Infatti, tra il 1948 e il 1950 più di 60 lavoratori trovarono la morte negli scontri con le forze dell'ordine. La FIAT, e con essa importanti aziende bolognesi come la Ducati, la Weber, le Officine Minganti, crearono al proprio interno dei corpi di vigilanza privati col compito di intimidire e sorvegliare i militanti della Cgil e non solo. Si organizzarono dei veri e propri "reparti confino" allo scopo di isolare gli elementi sgraditi.

Dal 1949 al 1966, oltre ai licenziamenti per rappresaglia, si schedarono del tutto illegalmente più di 200.000 persone che vennero poi discriminate e fatte oggetto di ogni tipo di vessazione.

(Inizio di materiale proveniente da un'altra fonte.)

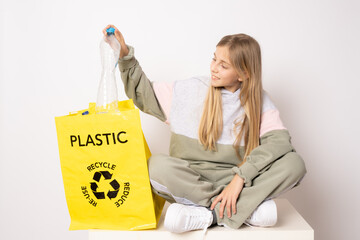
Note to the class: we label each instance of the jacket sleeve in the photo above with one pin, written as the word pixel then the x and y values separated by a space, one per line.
pixel 273 145
pixel 138 87
pixel 275 142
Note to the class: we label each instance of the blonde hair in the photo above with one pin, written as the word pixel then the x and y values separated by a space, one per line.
pixel 245 57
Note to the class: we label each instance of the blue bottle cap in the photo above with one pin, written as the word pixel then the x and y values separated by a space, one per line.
pixel 110 31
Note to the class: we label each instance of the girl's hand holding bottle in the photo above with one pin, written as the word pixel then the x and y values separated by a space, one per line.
pixel 123 50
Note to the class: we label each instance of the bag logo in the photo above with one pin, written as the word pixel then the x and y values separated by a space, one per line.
pixel 103 187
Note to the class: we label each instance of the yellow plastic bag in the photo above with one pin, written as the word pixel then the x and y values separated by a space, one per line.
pixel 104 166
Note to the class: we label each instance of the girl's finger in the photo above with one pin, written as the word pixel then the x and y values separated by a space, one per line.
pixel 216 200
pixel 234 206
pixel 222 208
pixel 228 209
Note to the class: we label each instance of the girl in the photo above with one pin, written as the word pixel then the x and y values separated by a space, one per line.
pixel 229 151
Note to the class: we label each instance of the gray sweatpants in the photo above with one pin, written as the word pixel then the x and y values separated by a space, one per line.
pixel 188 182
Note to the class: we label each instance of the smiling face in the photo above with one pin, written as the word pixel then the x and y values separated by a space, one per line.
pixel 223 74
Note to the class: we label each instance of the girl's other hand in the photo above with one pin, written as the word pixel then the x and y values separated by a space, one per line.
pixel 228 197
pixel 124 50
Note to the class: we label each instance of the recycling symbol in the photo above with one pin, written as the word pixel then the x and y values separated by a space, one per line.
pixel 107 177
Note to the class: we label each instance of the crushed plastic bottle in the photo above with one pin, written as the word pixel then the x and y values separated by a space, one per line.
pixel 107 98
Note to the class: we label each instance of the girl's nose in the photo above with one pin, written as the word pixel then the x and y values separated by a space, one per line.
pixel 213 68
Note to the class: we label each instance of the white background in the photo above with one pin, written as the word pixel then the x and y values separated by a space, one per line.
pixel 50 65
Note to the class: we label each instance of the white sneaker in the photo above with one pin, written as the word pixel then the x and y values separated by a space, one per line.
pixel 182 218
pixel 265 215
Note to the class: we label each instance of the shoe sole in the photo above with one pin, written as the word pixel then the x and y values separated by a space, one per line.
pixel 173 209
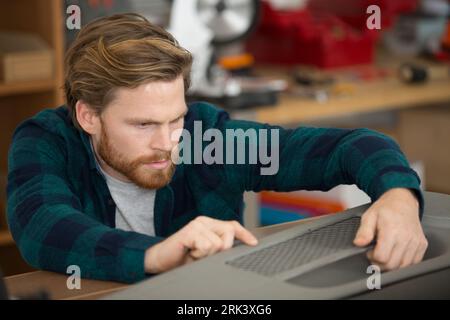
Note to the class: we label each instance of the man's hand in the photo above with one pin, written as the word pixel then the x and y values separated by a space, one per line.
pixel 201 237
pixel 394 220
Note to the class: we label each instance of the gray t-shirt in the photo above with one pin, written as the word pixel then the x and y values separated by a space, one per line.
pixel 134 205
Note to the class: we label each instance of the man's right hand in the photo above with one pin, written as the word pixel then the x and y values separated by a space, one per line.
pixel 202 237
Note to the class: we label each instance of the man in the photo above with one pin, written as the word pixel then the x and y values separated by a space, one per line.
pixel 94 183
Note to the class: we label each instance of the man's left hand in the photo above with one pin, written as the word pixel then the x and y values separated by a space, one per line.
pixel 394 221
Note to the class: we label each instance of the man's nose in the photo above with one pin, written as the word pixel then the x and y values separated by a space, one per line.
pixel 162 140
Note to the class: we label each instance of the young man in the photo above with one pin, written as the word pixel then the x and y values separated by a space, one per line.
pixel 94 183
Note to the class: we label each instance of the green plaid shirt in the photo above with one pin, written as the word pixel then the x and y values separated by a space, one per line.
pixel 61 213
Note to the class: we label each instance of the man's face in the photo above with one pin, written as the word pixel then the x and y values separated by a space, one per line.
pixel 134 141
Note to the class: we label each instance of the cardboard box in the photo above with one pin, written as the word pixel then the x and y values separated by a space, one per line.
pixel 24 57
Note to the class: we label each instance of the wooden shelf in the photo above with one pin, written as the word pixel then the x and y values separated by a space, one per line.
pixel 6 238
pixel 8 89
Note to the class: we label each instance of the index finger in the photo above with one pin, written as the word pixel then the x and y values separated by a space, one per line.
pixel 240 232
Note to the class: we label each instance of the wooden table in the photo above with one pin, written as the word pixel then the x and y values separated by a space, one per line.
pixel 55 284
pixel 384 94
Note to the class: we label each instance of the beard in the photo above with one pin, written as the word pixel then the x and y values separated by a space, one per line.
pixel 137 170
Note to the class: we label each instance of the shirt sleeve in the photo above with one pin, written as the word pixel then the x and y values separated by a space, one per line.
pixel 47 222
pixel 311 158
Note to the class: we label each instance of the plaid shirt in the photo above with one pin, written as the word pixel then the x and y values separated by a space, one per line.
pixel 61 213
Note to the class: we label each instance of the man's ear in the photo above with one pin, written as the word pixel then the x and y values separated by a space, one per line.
pixel 88 119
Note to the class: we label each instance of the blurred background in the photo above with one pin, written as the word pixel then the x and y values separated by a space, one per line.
pixel 378 64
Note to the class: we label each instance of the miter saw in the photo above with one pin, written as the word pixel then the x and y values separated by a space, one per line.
pixel 213 30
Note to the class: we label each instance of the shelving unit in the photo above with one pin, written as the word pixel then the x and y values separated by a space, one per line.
pixel 21 100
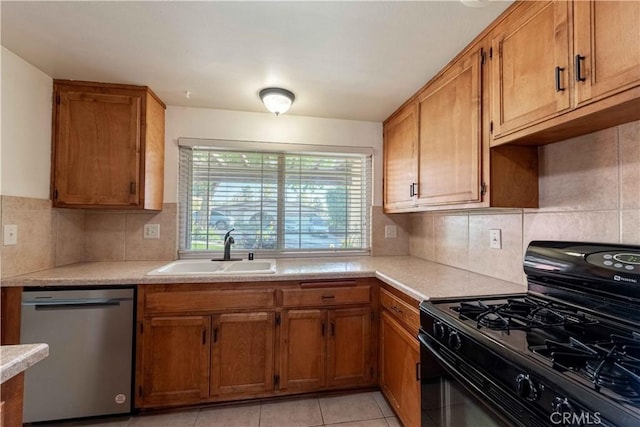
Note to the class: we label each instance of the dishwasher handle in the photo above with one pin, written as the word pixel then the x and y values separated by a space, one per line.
pixel 72 303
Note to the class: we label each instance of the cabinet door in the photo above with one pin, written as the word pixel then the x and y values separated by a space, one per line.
pixel 530 66
pixel 302 350
pixel 607 53
pixel 400 145
pixel 349 347
pixel 97 149
pixel 242 353
pixel 399 359
pixel 450 139
pixel 175 360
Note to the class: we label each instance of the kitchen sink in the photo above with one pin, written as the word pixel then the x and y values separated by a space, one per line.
pixel 202 267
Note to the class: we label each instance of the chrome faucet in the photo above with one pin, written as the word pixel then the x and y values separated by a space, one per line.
pixel 228 241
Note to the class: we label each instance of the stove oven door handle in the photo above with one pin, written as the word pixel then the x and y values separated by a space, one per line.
pixel 423 338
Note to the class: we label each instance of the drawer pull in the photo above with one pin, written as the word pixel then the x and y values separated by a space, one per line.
pixel 559 87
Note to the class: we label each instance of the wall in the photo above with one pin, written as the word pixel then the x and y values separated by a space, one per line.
pixel 50 237
pixel 26 128
pixel 589 191
pixel 46 237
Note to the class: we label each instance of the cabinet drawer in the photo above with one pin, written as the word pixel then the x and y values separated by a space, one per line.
pixel 186 301
pixel 326 296
pixel 409 316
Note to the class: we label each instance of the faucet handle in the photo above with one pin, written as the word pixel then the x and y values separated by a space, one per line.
pixel 228 235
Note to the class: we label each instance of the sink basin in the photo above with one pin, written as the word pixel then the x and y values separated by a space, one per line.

Alla luce di questi dati e di queste storie toccanti, non possono sorprendere le reazioni con cui la Fiom e la Cgil hanno accolto la cancellazione dell'articolo 18 e il Jobs Act. Al contrario, sorprende la superficialità con cui giovani rottamatori rampanti senza storia né memoria hanno messo mano ad articoli di legge che sono costati lotte decennali, sacrifici, carcere, e persino morti.

Le storie di Anna, Angela e di tutte coloro che parteciparono alle lotte della mimosa, trovano però un finale inaspettato che ci riconcilia con una memoria troppe volte tradita. Il carcere di San Giovanni in Monte, il luogo dove quelle giovani ragazze furono richiuse e dove migliaia di bolognesi negli anni '50 vennero imprigionati per aver preso parte a manifestazioni sindacali, è oggi la sede del Dipartimento di Storia dell'Università di Bologna. In San Giovanni in Monte oggi si tengono corsi che spiegano ai ragazzi, agli studenti, chi erano Anna, Angela, Renata Francesca e Sara.

Dove c'erano celle e refettori oggi ci sono sale studio e biblioteche. In definitiva, se è vero che la storia non è magistra di niente, è altrettanto vero che, coloro che la storia la fanno, a volte si prendono delle belle rivincite.